The Trials of an American Dilettante

Friday, January 09, 2009

The Other Life

I hadn’t seen Victor since his wedding. I had a lot of acquaintances in college, but I really had only three friends- Jeff, Dave and Victor. Vic and I lived together in the dorms for the first half of college and in an apartment for the second half. He came from a poor El Paso family and had never known a white person before college. He was quiet and religious and decorated his room with weird posters of Bugs Bunny playing basketball. After sharing a million beers together, though, perhaps anyone can become friends.

Work brought me to San Antonio, where Vic had settled down. I called him up and we decided to make it a million and three. He picked me up from my hotel and we stopped by his home to meet the kids before going out. We drove to a four bedroom house in a gated community with a minivan parked in the driveway. Inside was littered with toys, strollers and other remnants of his three children. Strikingly, with bare walls, minimal pictures and no book shelf, there were few other signs of life.
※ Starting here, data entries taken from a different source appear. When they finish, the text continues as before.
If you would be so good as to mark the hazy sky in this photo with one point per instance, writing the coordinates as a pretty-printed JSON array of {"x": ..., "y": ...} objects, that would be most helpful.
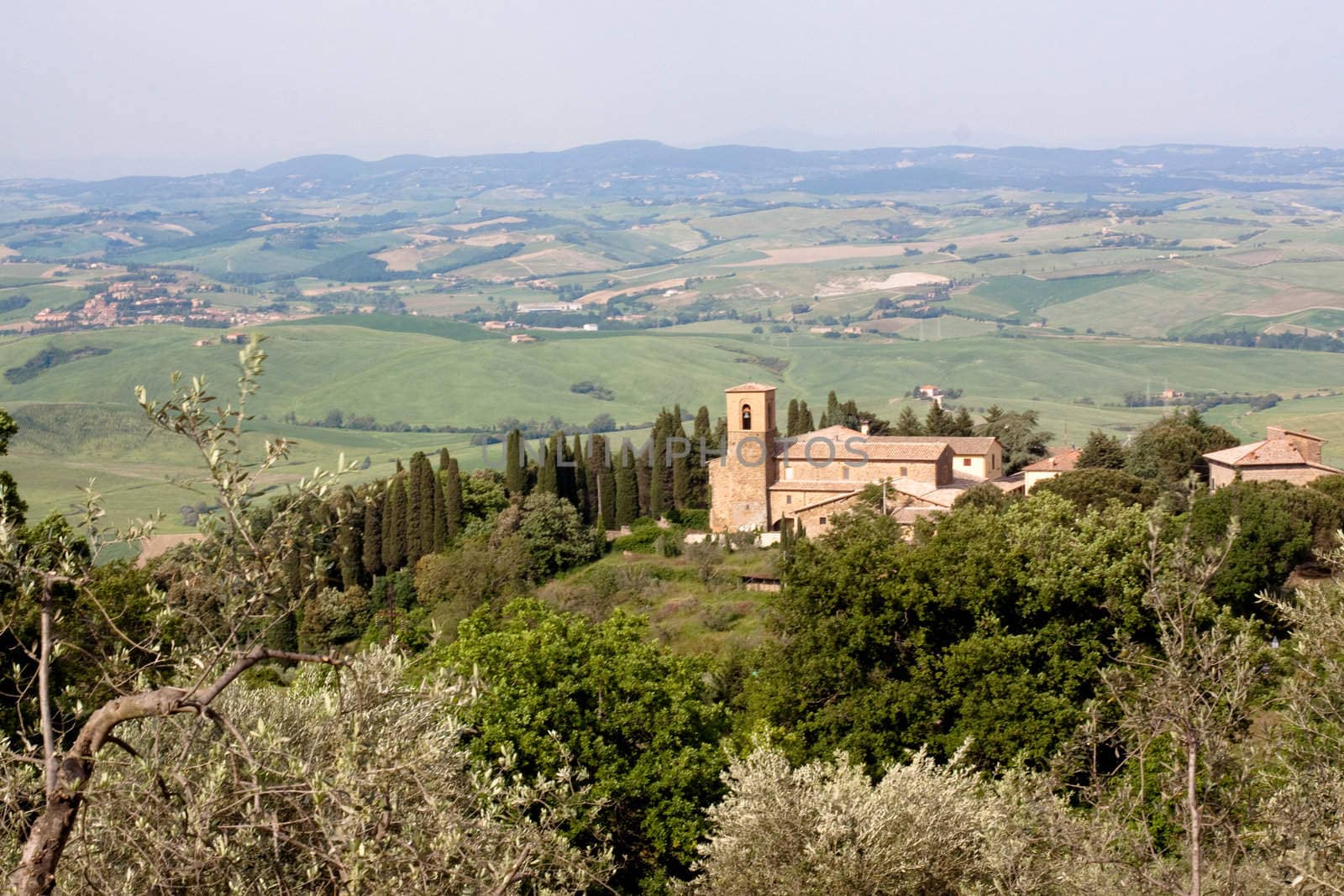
[{"x": 94, "y": 89}]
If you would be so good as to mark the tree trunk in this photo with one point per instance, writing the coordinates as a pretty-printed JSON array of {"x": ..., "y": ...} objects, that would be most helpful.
[
  {"x": 37, "y": 872},
  {"x": 1195, "y": 815}
]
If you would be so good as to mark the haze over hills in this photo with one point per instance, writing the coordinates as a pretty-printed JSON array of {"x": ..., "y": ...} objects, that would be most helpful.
[
  {"x": 1070, "y": 282},
  {"x": 649, "y": 168}
]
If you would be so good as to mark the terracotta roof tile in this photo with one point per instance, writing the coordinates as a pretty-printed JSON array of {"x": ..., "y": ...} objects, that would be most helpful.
[
  {"x": 1058, "y": 464},
  {"x": 847, "y": 445},
  {"x": 960, "y": 443}
]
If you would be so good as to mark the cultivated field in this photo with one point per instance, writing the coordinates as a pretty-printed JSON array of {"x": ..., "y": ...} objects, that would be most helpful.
[{"x": 1047, "y": 296}]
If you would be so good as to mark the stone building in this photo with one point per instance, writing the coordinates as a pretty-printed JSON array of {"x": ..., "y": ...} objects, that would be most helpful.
[
  {"x": 763, "y": 479},
  {"x": 1283, "y": 456},
  {"x": 1048, "y": 468}
]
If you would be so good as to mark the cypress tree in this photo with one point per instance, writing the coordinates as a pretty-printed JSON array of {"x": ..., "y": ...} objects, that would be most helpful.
[
  {"x": 806, "y": 422},
  {"x": 702, "y": 430},
  {"x": 643, "y": 481},
  {"x": 937, "y": 422},
  {"x": 546, "y": 473},
  {"x": 581, "y": 479},
  {"x": 373, "y": 547},
  {"x": 961, "y": 423},
  {"x": 515, "y": 477},
  {"x": 680, "y": 469},
  {"x": 658, "y": 488},
  {"x": 394, "y": 524},
  {"x": 349, "y": 537},
  {"x": 452, "y": 500},
  {"x": 702, "y": 439},
  {"x": 566, "y": 474},
  {"x": 440, "y": 511},
  {"x": 907, "y": 423},
  {"x": 418, "y": 506},
  {"x": 627, "y": 488},
  {"x": 604, "y": 473}
]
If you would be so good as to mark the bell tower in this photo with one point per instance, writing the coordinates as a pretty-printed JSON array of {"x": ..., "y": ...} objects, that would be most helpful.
[{"x": 741, "y": 479}]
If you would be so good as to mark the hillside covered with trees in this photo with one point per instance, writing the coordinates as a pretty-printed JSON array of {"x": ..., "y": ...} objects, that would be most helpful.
[{"x": 450, "y": 681}]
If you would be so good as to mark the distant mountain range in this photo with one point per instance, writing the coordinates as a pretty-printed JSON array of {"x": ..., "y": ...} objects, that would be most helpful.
[{"x": 654, "y": 170}]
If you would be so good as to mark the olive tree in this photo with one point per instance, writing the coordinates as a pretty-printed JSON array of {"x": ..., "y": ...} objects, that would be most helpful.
[{"x": 163, "y": 703}]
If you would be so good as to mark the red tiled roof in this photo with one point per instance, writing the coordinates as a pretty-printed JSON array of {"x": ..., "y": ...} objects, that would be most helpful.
[
  {"x": 847, "y": 445},
  {"x": 960, "y": 443},
  {"x": 1263, "y": 453},
  {"x": 1058, "y": 464},
  {"x": 817, "y": 485}
]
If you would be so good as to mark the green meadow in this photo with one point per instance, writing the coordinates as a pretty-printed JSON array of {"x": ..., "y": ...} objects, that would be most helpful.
[{"x": 78, "y": 418}]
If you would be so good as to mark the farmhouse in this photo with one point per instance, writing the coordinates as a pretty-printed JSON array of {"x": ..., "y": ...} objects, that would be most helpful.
[
  {"x": 1048, "y": 468},
  {"x": 764, "y": 479},
  {"x": 535, "y": 308},
  {"x": 1283, "y": 456}
]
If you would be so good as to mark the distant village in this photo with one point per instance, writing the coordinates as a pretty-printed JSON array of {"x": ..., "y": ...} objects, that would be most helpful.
[{"x": 155, "y": 298}]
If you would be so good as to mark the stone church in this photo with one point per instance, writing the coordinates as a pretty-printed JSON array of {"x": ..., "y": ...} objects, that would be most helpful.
[{"x": 764, "y": 479}]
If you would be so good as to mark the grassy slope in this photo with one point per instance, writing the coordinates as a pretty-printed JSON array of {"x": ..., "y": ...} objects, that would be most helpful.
[{"x": 429, "y": 379}]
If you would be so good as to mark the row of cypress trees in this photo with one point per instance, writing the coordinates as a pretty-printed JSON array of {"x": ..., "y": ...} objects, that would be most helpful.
[
  {"x": 413, "y": 513},
  {"x": 612, "y": 486}
]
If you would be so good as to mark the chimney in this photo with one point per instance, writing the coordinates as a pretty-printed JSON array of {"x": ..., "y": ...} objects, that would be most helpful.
[{"x": 1305, "y": 443}]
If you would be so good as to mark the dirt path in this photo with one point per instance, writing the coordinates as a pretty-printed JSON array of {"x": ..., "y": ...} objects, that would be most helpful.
[{"x": 159, "y": 544}]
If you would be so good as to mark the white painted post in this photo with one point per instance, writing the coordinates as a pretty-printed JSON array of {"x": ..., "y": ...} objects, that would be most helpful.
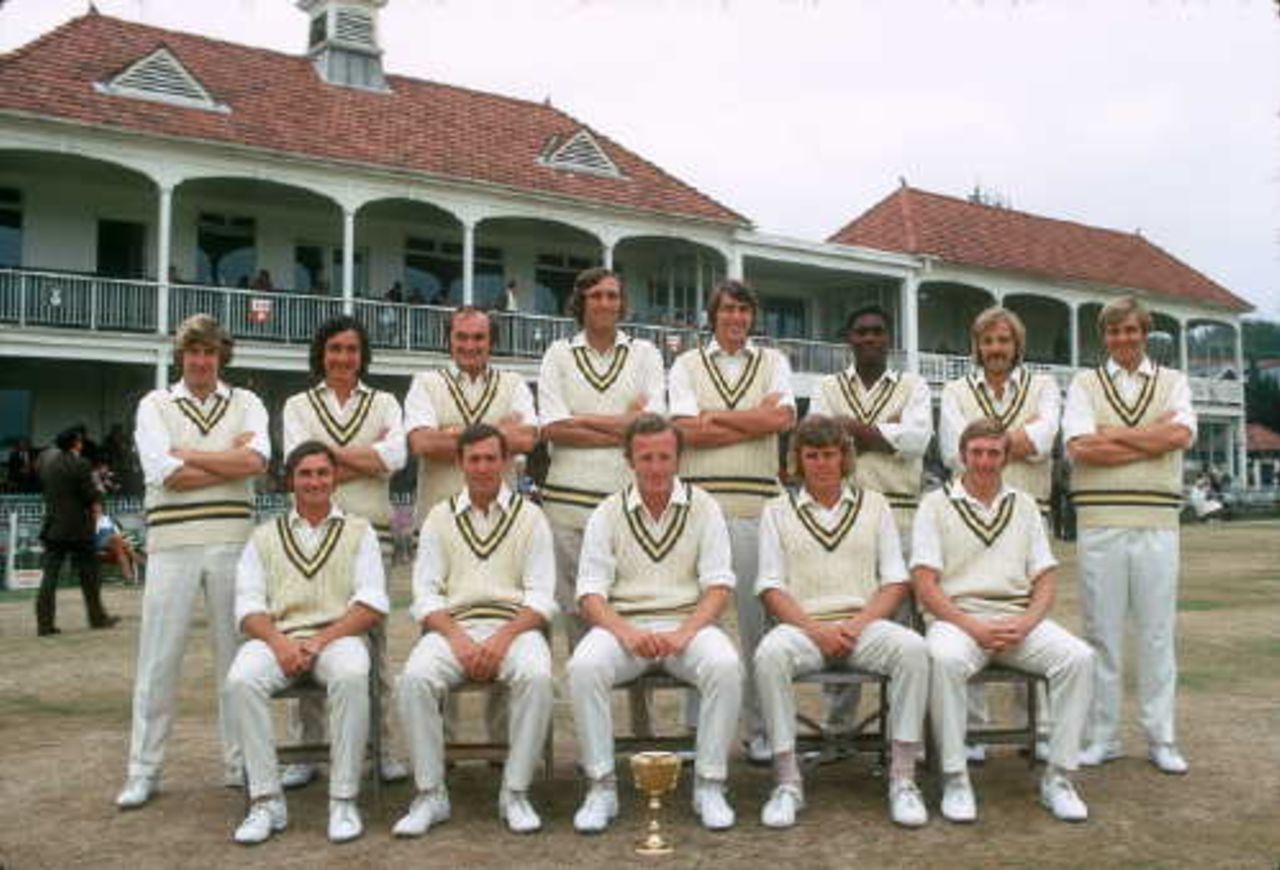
[
  {"x": 1075, "y": 335},
  {"x": 910, "y": 324},
  {"x": 164, "y": 219},
  {"x": 348, "y": 260},
  {"x": 469, "y": 256}
]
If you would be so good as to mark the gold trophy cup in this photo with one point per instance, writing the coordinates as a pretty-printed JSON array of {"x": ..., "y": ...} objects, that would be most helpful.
[{"x": 656, "y": 774}]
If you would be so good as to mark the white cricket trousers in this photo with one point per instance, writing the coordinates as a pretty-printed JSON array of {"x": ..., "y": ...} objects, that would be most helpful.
[
  {"x": 709, "y": 663},
  {"x": 1048, "y": 650},
  {"x": 883, "y": 648},
  {"x": 174, "y": 577},
  {"x": 432, "y": 671},
  {"x": 744, "y": 541},
  {"x": 1123, "y": 571},
  {"x": 342, "y": 668}
]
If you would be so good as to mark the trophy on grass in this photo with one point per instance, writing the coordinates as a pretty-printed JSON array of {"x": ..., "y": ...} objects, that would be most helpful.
[{"x": 656, "y": 774}]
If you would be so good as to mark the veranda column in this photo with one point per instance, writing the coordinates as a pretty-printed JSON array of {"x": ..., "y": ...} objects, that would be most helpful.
[
  {"x": 469, "y": 262},
  {"x": 164, "y": 219},
  {"x": 1075, "y": 335},
  {"x": 348, "y": 260},
  {"x": 910, "y": 324}
]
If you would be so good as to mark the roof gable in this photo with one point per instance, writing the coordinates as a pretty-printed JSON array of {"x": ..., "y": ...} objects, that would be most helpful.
[
  {"x": 160, "y": 76},
  {"x": 580, "y": 154},
  {"x": 972, "y": 234},
  {"x": 277, "y": 102}
]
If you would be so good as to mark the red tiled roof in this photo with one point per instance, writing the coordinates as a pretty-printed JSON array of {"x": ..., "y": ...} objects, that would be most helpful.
[
  {"x": 961, "y": 232},
  {"x": 280, "y": 104},
  {"x": 1261, "y": 439}
]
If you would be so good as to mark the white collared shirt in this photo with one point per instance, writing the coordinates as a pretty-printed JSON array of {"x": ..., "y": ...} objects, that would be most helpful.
[
  {"x": 151, "y": 435},
  {"x": 650, "y": 379},
  {"x": 773, "y": 562},
  {"x": 1078, "y": 416},
  {"x": 391, "y": 448},
  {"x": 910, "y": 434},
  {"x": 597, "y": 566},
  {"x": 1042, "y": 431},
  {"x": 369, "y": 582},
  {"x": 432, "y": 567},
  {"x": 927, "y": 536},
  {"x": 684, "y": 398},
  {"x": 420, "y": 413}
]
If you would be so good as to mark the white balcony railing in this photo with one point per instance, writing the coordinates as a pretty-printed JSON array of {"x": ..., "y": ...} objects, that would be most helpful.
[{"x": 88, "y": 302}]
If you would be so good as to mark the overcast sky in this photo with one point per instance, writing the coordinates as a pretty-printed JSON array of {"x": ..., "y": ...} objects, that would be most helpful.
[{"x": 1159, "y": 115}]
I met Jacob, his autistic 5-year-old son, who didn’t speak a word, but quickly realized that my height would allow him access to out-of-reach boxes. There was 3-year-old Lillianna, whose bashful euphoria had her constantly running, hiding and explosively laughing. And there was the 2-month-old Rosalina who looked exhausted and alien as all young ones seem to.

And in this suburban home, next to Vic, I felt like a boy. And despite his hardships with Jacob and long hours in the office and the fact he has never really had a vacation, I felt a little jealous. He had that other life. The one that I have been putting off. The one that makes parents happy and ninety percent of the world dreams of. It’s the life that has caused every girlfriend I have had frustration that I am moving too slowly or too quickly towards.

We got Mexican food and tried to talk over the sound of a Mariachi band. I tried to tell him about how I was going to Panama and then Afghanistan and then Jordan. He wasn’t too interested so we talked about where people were. I told him about how Connie was an urban planner in LA and Mikey was a doctor in Brooklyn. As it often did a decade ago, our conversation meandered toward politics and religion where I attempted to defend my agnosticism and liberalism.

“Wow,” Vic said, “I haven’t debated like this and laughed this hard since Chicago.”

Of course, I hadn’t debated like that or laughed that hard since…yesterday. I didn’t know if it was sad that I hadn’t grown up or that he had grown old. But, it was clear that neither of us regretted how we spent the last decade.